Il est temps de quitter le royaume de Lys pour découvrir la froide contrée d’Arnor. Cette fois-ci, le collectif Lewelyn nous emmène à la rencontre du peuple des ours, les plus farouches guerriers des 5 Terres. Le cycle précédent s’achevait sur l’alliance entre la reine des félins, Astrelia, et le matriarcat des primates. Une alliance immédiatement troublée par l’attaque surprise du clan de la Griffe. Comme dans les précédents tomes, le scénario emporte le lecteur grâce à son souci du détail et ses rebondissements, à tel point qu’il a été impossible de lever le nez de cet album avant sa dernière case !
« Tu te rends compte, petit frère ? Nous autres, la famille Keram, nous serons bientôt les maîtres des cinq terres ! »

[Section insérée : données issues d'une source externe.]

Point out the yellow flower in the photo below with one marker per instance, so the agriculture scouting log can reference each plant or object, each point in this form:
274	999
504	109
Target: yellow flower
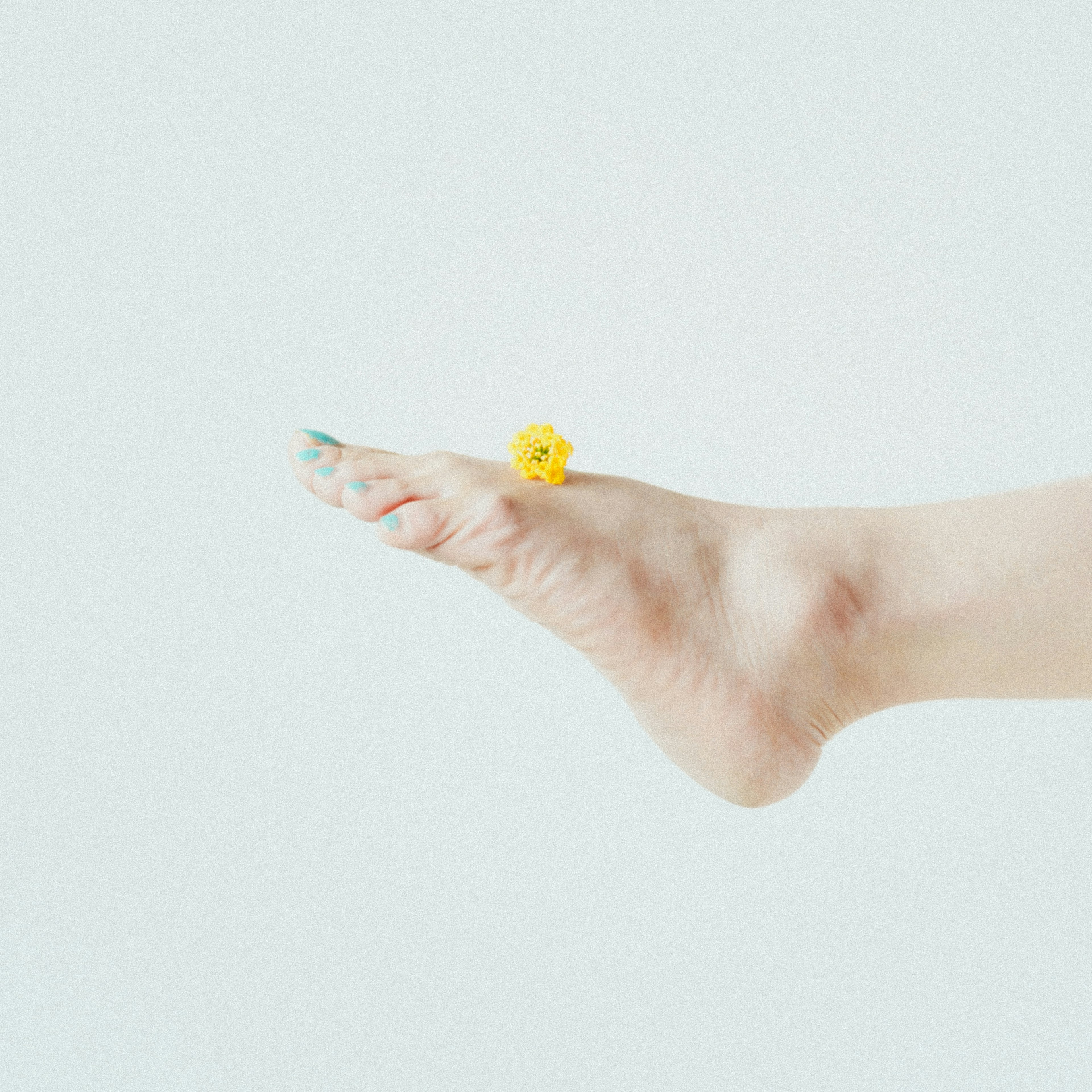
541	452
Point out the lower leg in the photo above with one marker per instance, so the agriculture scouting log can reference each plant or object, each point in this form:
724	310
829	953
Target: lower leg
986	598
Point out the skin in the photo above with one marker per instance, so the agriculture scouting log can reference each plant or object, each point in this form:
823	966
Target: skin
743	638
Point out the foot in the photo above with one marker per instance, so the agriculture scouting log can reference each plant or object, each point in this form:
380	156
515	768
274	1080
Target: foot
732	633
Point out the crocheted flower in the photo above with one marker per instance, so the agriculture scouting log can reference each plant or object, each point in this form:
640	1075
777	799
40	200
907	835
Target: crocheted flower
541	452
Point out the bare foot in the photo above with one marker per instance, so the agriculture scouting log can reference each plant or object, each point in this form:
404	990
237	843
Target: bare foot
734	634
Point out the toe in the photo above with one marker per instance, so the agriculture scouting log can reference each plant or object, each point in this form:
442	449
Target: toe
419	525
371	500
314	464
326	468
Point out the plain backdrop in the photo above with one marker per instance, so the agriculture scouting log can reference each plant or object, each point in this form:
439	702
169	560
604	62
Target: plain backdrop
282	807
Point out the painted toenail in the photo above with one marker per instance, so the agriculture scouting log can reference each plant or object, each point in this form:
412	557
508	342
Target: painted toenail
321	437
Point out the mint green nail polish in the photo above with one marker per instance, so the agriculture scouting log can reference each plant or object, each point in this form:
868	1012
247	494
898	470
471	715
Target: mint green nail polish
322	438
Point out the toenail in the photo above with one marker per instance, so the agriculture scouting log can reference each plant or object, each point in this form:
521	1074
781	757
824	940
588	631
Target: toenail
321	437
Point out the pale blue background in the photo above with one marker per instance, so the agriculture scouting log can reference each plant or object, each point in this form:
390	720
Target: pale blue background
284	808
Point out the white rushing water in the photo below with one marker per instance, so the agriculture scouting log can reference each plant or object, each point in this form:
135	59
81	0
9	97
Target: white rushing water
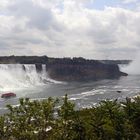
14	77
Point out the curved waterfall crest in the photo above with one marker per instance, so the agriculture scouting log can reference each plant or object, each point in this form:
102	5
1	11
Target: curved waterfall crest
16	76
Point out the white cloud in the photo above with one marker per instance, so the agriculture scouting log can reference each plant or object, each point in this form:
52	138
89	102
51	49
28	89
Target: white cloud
68	28
129	1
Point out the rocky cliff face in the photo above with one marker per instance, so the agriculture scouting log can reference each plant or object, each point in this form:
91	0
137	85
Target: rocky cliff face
83	71
67	69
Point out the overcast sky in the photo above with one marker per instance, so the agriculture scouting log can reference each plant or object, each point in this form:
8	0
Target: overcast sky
97	29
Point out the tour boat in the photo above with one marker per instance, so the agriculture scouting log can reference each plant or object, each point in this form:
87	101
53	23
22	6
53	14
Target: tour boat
8	95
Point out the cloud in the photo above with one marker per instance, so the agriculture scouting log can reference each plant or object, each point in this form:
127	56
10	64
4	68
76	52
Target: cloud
62	28
129	1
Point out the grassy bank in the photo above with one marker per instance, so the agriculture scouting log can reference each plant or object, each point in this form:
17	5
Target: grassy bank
44	120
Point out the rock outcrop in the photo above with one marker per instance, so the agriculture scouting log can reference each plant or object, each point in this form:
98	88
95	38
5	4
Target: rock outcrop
67	69
82	70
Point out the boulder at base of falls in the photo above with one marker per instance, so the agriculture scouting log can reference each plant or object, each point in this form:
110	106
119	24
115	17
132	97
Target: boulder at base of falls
82	70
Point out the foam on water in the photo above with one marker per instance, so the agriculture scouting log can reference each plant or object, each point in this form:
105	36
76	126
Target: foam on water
14	77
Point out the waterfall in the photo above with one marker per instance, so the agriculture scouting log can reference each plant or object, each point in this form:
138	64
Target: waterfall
18	76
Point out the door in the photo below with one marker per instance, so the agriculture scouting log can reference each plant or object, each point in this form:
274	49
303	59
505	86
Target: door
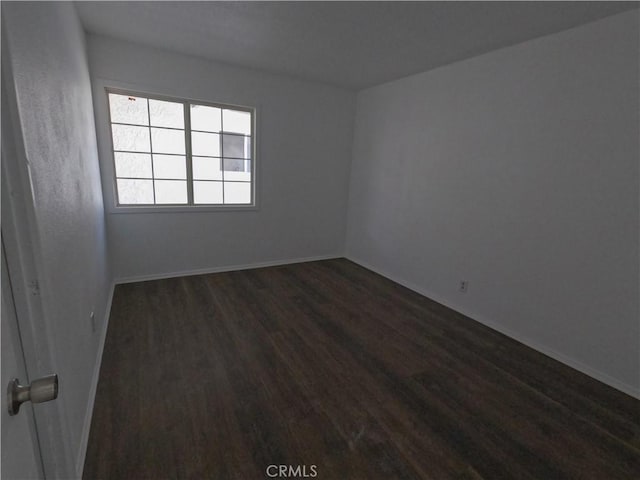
41	447
20	451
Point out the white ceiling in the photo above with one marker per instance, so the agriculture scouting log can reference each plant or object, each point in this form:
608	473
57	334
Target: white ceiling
349	44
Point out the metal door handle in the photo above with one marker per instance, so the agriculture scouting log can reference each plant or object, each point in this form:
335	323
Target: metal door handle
41	390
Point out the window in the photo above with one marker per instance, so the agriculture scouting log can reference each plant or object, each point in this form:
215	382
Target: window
178	152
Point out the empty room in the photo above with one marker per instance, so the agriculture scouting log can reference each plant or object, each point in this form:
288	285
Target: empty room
332	240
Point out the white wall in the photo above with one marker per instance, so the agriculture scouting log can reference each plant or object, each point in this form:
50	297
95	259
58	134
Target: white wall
304	136
53	93
518	172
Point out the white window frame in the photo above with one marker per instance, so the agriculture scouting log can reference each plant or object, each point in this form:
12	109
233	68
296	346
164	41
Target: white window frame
190	206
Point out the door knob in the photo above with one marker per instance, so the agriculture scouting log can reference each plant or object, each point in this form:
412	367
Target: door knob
41	390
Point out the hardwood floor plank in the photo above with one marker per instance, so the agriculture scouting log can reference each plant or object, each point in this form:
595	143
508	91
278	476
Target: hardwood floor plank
328	364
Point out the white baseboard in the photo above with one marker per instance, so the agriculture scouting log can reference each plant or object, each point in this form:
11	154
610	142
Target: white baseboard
84	439
225	268
577	365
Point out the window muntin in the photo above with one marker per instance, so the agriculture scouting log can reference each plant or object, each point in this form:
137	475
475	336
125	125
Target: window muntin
178	152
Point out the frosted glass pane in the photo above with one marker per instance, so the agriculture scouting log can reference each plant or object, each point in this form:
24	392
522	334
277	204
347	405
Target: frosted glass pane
207	192
136	165
166	114
167	141
171	191
169	166
205	118
237	192
135	192
237	146
236	121
205	168
207	144
126	137
237	170
128	109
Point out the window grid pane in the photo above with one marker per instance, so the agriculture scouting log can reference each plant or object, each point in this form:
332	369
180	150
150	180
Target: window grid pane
216	143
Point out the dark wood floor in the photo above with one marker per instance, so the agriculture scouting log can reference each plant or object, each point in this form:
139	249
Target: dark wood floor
328	364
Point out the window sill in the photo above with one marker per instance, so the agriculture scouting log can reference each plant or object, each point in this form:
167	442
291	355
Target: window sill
184	209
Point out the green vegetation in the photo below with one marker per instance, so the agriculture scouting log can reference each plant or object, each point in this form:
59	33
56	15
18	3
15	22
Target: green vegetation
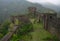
4	28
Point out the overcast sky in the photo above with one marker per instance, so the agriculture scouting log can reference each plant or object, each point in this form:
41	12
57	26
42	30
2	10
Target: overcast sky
55	2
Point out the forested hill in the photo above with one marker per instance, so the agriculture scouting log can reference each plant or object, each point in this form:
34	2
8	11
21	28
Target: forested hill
13	7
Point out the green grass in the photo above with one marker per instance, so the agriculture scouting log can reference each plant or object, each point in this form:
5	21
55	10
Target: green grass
39	33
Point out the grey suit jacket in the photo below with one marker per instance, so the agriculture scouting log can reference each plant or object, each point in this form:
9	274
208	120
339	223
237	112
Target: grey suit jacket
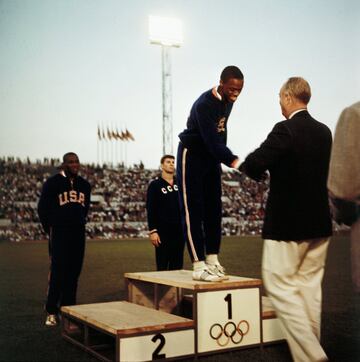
344	171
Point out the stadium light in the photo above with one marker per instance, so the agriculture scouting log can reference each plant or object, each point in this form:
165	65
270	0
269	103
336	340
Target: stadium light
166	32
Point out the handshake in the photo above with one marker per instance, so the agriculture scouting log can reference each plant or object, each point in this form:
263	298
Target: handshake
242	171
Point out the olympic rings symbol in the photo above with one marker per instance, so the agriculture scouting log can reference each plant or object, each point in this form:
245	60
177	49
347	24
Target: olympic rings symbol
230	331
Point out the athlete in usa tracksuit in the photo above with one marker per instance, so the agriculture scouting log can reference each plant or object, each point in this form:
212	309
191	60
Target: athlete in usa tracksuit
201	151
62	208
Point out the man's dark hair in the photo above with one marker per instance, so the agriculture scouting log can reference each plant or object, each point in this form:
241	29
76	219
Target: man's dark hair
231	71
69	154
163	158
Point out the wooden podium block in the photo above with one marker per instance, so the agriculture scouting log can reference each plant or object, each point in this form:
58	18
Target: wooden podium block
226	314
125	331
228	319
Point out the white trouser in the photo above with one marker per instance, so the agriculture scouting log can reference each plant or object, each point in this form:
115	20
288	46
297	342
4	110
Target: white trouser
292	274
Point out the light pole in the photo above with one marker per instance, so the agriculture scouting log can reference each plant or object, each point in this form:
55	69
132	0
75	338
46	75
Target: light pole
166	32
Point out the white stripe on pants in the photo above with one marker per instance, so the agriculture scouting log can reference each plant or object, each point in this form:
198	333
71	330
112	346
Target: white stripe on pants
292	274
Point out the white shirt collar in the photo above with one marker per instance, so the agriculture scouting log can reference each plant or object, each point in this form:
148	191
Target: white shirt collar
299	110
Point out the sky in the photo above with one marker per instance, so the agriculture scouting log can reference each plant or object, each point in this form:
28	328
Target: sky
67	66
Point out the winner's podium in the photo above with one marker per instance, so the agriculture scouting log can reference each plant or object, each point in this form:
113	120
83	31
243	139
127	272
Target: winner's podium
226	315
122	331
168	315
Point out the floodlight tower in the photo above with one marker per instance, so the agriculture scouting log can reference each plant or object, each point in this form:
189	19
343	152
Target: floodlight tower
166	32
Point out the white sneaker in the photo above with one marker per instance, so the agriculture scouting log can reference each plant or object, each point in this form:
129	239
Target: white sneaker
206	275
218	270
51	320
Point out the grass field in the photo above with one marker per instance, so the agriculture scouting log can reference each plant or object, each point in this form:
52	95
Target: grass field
24	268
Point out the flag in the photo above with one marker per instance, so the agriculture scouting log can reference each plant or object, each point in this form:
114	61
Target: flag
124	136
129	135
109	133
118	135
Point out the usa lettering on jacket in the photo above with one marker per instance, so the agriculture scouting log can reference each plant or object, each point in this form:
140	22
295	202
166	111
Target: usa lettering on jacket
71	196
169	188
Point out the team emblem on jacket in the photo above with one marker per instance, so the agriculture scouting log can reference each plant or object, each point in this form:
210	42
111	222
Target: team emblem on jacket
71	196
167	189
221	125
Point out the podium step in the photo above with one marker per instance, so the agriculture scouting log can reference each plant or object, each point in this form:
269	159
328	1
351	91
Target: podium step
123	331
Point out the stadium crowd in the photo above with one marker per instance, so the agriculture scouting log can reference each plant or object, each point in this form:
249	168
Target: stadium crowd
118	200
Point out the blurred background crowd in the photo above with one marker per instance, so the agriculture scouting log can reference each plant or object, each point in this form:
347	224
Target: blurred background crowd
117	202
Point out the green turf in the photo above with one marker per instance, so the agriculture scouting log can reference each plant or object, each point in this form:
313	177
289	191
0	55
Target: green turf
24	268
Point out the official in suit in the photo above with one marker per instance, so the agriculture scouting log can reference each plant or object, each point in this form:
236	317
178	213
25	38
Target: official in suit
297	223
344	178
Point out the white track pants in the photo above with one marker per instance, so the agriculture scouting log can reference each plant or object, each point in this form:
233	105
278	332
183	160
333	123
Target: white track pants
292	273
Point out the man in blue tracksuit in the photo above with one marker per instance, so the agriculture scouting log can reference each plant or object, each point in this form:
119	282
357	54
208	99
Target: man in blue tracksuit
63	208
201	151
162	205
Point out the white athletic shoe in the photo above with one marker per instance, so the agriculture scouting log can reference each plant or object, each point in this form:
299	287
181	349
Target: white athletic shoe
206	275
218	270
51	320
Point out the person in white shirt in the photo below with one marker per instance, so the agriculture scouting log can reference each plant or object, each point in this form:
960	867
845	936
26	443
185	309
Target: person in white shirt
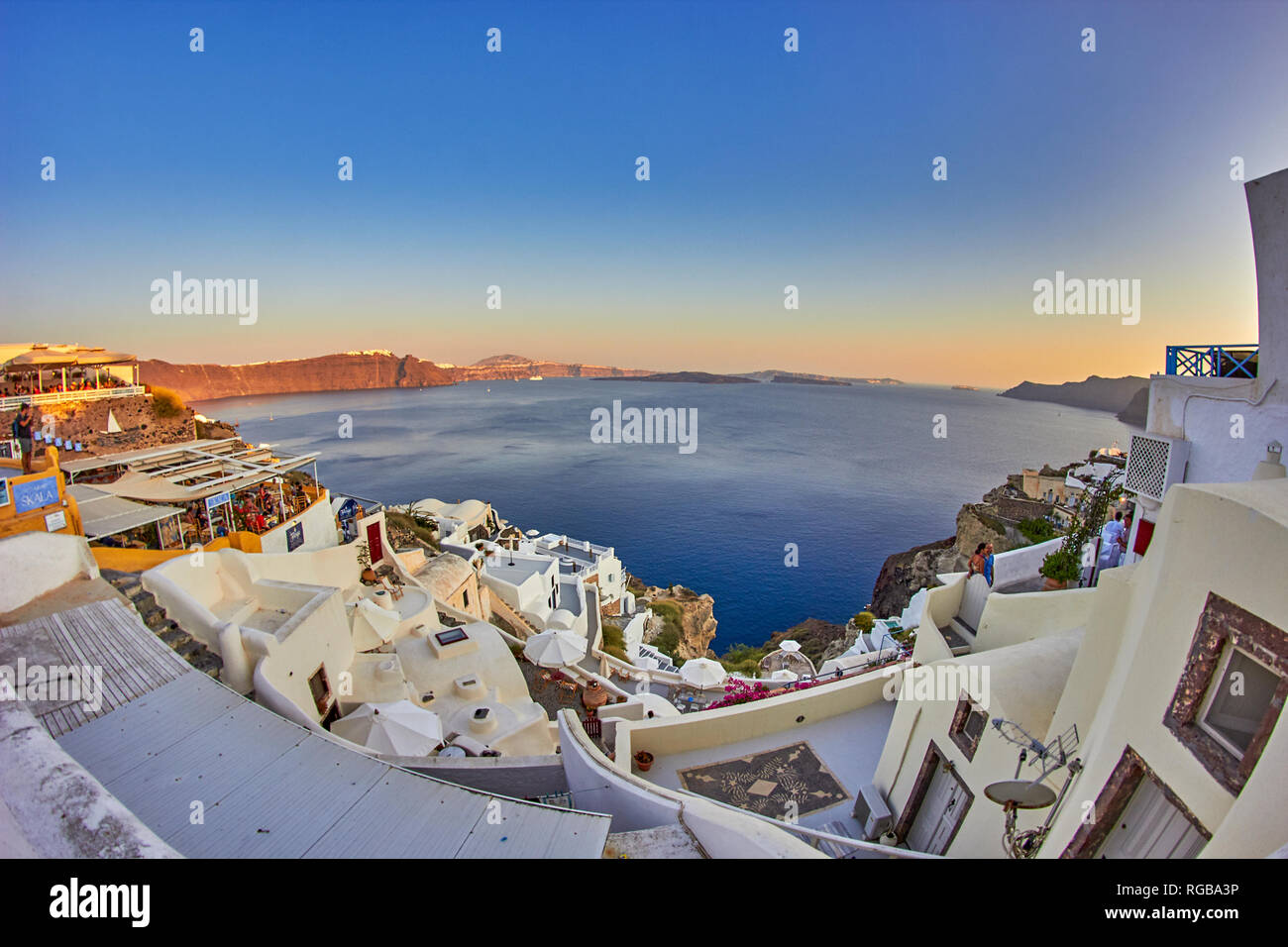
1111	545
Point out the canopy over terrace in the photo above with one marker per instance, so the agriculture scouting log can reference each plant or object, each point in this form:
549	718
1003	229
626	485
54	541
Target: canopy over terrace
185	472
34	360
104	514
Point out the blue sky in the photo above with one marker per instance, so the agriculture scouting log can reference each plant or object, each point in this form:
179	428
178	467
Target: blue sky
518	169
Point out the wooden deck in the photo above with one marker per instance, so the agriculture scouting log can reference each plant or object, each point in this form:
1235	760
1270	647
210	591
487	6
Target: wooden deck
107	637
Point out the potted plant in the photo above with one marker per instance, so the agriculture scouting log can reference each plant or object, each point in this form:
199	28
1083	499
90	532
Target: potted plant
1064	565
369	575
1060	567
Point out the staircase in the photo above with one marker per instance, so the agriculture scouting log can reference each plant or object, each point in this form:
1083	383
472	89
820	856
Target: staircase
154	616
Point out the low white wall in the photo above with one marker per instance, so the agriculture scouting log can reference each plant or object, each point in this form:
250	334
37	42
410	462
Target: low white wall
34	564
320	530
1021	564
51	806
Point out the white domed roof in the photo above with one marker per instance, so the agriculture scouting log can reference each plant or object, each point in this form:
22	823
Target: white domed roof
562	617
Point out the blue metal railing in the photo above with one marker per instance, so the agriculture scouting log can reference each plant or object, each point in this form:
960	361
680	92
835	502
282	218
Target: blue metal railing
1212	361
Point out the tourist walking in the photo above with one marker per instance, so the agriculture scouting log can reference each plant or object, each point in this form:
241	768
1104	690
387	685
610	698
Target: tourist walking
22	434
1112	543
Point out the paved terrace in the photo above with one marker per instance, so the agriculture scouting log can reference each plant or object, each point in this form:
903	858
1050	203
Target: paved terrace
167	736
848	746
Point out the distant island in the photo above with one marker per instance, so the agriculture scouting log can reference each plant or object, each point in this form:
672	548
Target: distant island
1126	397
373	368
699	377
352	371
798	380
802	376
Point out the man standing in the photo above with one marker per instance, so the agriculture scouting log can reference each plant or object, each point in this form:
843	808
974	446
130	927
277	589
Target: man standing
1109	543
22	434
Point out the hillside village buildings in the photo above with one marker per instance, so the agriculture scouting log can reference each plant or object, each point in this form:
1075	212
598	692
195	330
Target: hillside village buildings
1137	718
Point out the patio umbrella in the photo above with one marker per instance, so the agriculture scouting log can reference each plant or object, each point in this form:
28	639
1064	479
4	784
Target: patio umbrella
702	672
554	648
399	728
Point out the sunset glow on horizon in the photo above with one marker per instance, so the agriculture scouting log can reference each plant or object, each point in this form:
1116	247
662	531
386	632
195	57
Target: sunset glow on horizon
768	169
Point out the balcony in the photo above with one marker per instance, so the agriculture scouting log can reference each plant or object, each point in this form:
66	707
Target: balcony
1212	361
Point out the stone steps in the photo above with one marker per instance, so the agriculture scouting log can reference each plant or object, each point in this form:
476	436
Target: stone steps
155	617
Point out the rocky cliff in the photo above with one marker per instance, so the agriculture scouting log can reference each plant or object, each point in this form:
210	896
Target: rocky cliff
697	625
342	372
1095	394
991	521
351	371
501	368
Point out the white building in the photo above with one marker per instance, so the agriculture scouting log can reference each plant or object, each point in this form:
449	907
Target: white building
1218	407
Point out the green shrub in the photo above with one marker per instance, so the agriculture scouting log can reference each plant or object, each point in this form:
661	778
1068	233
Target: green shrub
742	659
614	642
1037	530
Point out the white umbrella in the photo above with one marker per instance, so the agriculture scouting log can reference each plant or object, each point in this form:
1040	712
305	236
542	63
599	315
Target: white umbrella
399	728
554	648
702	672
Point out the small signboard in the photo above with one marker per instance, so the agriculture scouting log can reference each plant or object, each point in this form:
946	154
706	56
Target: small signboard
35	493
217	500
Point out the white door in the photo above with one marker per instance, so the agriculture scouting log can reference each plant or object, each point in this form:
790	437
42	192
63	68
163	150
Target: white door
941	808
1151	827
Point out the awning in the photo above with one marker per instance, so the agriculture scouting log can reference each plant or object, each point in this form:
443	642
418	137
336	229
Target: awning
104	514
67	357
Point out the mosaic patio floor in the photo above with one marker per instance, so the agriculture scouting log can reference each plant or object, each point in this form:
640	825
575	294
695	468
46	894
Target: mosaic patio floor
768	781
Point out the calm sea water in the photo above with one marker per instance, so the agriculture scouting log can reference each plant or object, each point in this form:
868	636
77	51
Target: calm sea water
848	474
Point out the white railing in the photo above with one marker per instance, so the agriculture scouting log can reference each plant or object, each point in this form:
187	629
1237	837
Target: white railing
54	397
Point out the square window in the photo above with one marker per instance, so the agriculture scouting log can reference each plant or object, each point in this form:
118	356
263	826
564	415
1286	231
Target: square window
1237	699
1234	684
969	725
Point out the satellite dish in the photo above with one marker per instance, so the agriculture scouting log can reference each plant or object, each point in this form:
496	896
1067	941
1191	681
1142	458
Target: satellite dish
1020	793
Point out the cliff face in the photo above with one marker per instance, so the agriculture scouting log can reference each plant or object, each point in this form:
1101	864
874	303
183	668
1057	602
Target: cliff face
697	622
490	368
814	635
905	573
349	371
1096	393
339	372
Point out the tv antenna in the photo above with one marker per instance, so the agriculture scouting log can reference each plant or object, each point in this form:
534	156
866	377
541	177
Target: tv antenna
1031	792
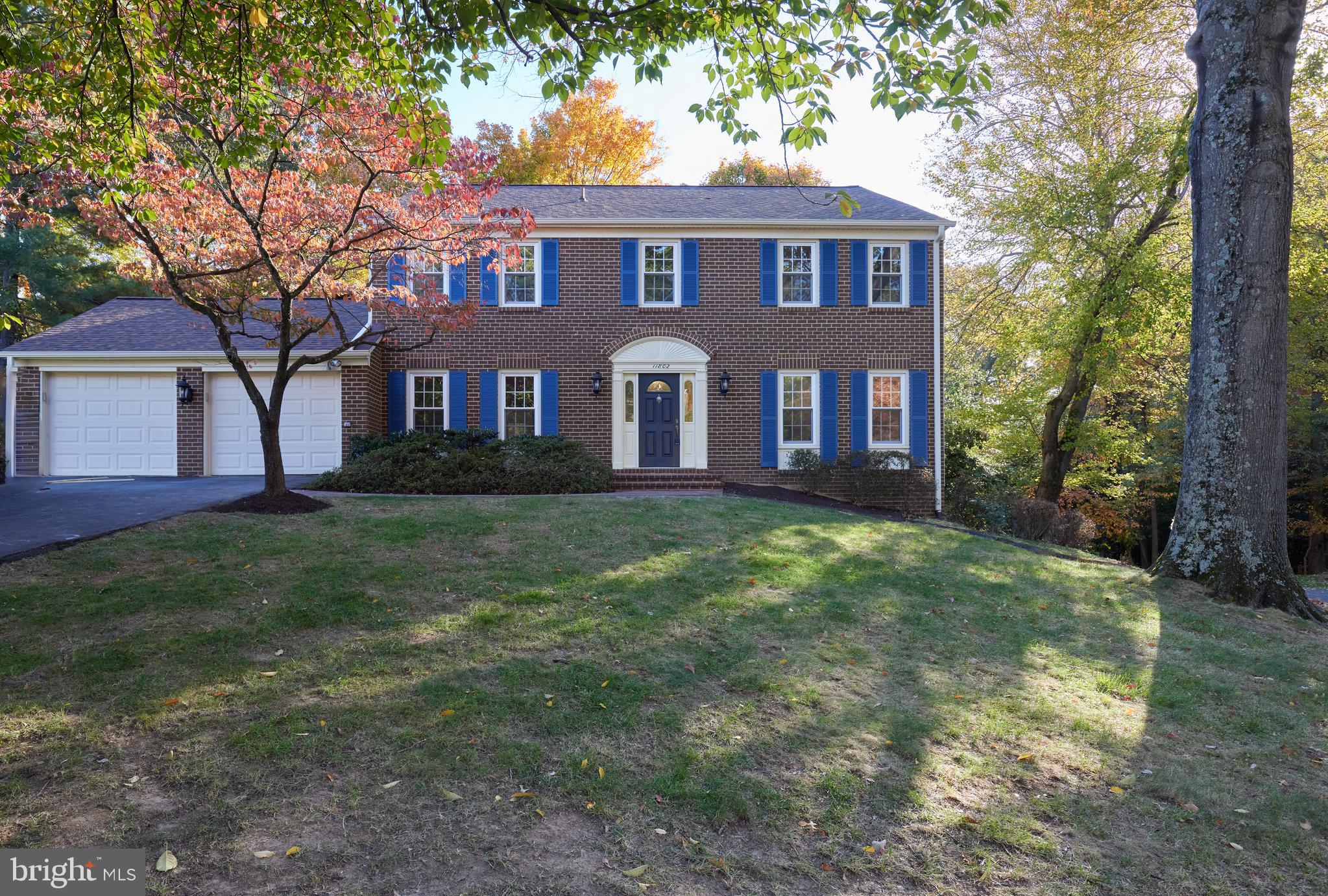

Harin du clan de la Griffe, Les 5 Terres tome 13 : Rester Vivants, éditions Delcourt
À l’assaut d’Angleon
Pendant que la flotte menée par Khalden, le fils aîné du roi Rinzem, fonce en direction de Lys et de la reine Astrelia, une seconde armada se dirige vers Angleon pour prendre l’île des félins d’assaut. Pour mener à bien l’attaque, le souverain a réuni tous les clans d’Arnor, ainsi que des mercenaires chiens et des guerriers du peuple loup, mais le cœur de l’attaque sera mené par la Pointe, l’élite de l’armée. Six ours, un chien et un loup sous l’autorité du capitaine Drun, du clan de la Montagne. Parmi eux, il y a Tenrir, un vétéran désabusé, Monka, un jeune soldat à l’optimisme débordant, Volk, son binôme et protecteur loup, mais aussi Oddei, une guerrière cynique à l’humour mordant. Pendant qu’ils affrontent l’armée féline, c’est Harin, la fille de Rinzem, qui a la charge de gouverner Arnor. À ses côtés, le jeune Genkin, récemment libéré de son statut d’otage d’Angleon, a bien du mal à s’acclimater à son pays d’origine. Lui qui se sentait déjà différent des autres ours, à cause de sa passion pour l’art et de son tempérament calme, constate désormais le fossé qui le sépare de son peuple à la culture martiale. Pourtant, c’est peut-être bien sa tempérance qui pourrait le sauver, car à Arnor, la révolte des loups, depuis longtemps relégués au rang de peuple inférieur par les ours, gronde.
Tension dramatique
Pas de doutes, nous sommes face au talent de Lewelyn et Jérôme Lereculey. On retrouve immédiatement la mise en case dynamique, le dessin caractéristique et cette manière de scénariser l’action typique du collectif. Sans surprise, nous sommes rapidement happés par cette suite, qui joue habilement avec nos frustrations de lecteurs : qu’est-il arrivé à la reine Astrelia ? Que se passe-t-il du côté des autres personnages ? Ceux que nous avons laissés à Lys, mais aussi les autres otages retournés vers leurs terres d’origine. Rien ne nous sera révélé !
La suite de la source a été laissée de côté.